河童の証文を封じた蓋石
どんな伝承か
田村町谷田川の字宮の下、最東南端に位置する小高い山の頂上付近に大きな石が並び、その中の一番大きな岩に、蓋をしたように石が重なっている。六百五十年ほど前、北畠候に仕えた武将が谷田川の釜渕で愛馬を洗うたび、渕に棲む河童が馬の尾や足につかまって悪戯をした。武将は機転をきかせて馬ごと河童を陸へ引き上げて捕らえ、二度と悪戯をしないという証文を書かせてから川へ戻してやった。証文は永久に保管するため寺跡の山の石に納め、誰も動かせぬよう大きな蓋をしたという。蓋を取って証文を見ると部落に災難が起こるといわれ、今も開けた者はいない。
原典より
田村町谷田川字宮の下の字名で、最東南端に位置する小高い山の頂上付近に、大きな石が並んでいる。—— 郡山の伝説(ふるさとの文化財調査事業・昭和六十一年(1986)刊/監修 大島建彦) より引用地図で位置を見る
※伝承地の場所は必ずしも正確ではありません
出典の文献について
郡山の伝説(ふるさとの文化財調査事業・昭和六十一年(1986)刊/監修 大島建彦)

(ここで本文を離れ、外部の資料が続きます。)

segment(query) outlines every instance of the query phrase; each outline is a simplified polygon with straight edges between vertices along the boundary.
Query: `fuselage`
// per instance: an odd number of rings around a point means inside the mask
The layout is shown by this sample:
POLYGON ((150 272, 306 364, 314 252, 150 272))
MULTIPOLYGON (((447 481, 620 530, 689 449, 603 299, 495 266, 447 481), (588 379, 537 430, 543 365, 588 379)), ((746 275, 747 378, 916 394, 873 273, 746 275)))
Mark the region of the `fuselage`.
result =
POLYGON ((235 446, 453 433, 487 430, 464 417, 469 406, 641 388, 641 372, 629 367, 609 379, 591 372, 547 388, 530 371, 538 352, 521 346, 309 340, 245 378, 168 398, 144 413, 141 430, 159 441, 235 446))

福島県郡山市(旧安積郡・田村郡域、湖南・熱海・三穂田・逢瀬・西田・中田ほか各町)に伝わる伝説を、木/石・岩/水/塚/坂・峠・山/祠堂/家・村/祭礼・行事の八部門に分類して集成する。坂上田村麻呂や阿古陀媛・采女伝説・萩姫、源義家ら前九年の役の人物伝承、淵や池の主・龍神・河童、弘法大師の清水、稲荷・観音・地蔵の霊験、長者伝説や埋蔵金、隠れキリシタンなど、郡山の地に根ざした怪異・霊験・由来譚を伝承地つきで網羅する。